AU Alumni Update

January 2005

 

CAMPUS NEWS


SOC Professor Honored with Fulbright Award

Brigid MaherSchool of Communication Professor Brigid Maher added a new feather to her cap this month when she received a prestigious Fulbright Scholar award on January 11. This spring, Maher will travel to Lebanon to teach broadcast media and a cross-cultural symposium at Notre Dame University.

Maher joined the AU faculty as assistant professor of film and media arts last fall from Chicago’s Columbia College, where she was an artist-in-residence for three years. She holds a BA from Colorado College and an MFA from Northwestern University.

She became involved in film and video “in order to promote awareness and social change…I explore in my own personal works how I can construct documentaries to promote audience members to question their own preconceived notion of identity and culture.”

Maher has directed film and theatre productions around the world, including the U.S., the West Bank, and Oman. She first became involved in the Middle East when she visited her brother there when she was 17. “All I had learned about the Middle East, suddenly became turned on its head and, at that moment, I realized how the media has been misused in stereotyping a beautiful people,” she recalls.

Adrift in the HeartlandRecently, she completed a documentary about the underground artist King VelVeeda and his legal fight against Kraft Food Holdings. She also wrote, directed, and produced the feature film Adrift in the Heartland—shot in both Palestine and Chicago, which follows the transition of a young Palestinian woman as she moves to the United States. Her films have won her recognition from the Anti-Defamation League, the City of Chicago, and the Washington Commission for the Humanities.
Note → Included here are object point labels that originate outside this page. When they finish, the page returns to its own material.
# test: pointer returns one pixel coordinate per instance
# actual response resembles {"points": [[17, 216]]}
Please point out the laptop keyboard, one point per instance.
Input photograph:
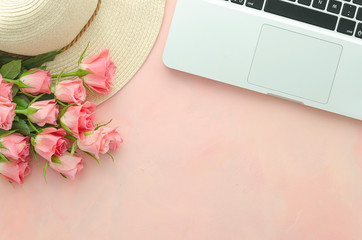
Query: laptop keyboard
{"points": [[342, 16]]}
Maher says the Fulbright scholarship has been a personal goal and dream for more than eight years. "In my experiences of directing theatre and film productions, I wanted an opportunity to collaborate with university students, and now I look forward to the possibilities.”

Established in 1946 under legislation introduced by the late Arkansas Senator J. William Fulbright, the Fulbright program’s purpose is to build mutual understanding between the people of the United States and other countries. Maher is one of the approximately 800 U.S. faculty and professionals who will travel abroad to any of nearly 140 countries during the 2004-2005 academic year through the program, which is sponsored by the Department of State and Bureau of Educational and Cultural Affairs. More than 250,000 American and foreign university students, K-12 teachers, and university faculty and professionals have participated in one of the several Fulbright exchange programs.

Recipients of Fulbright scholar awards are selected on the basis of academic or professional achievement and because they have demonstrated extraordinary leadership potential in their field. Past recipients include Nobel Prize-winning economist Milton Friedman; Alan Leshner, CEO of the American Association for the Advancement of Science; and CEO of Intel Corporation Craig Barrett.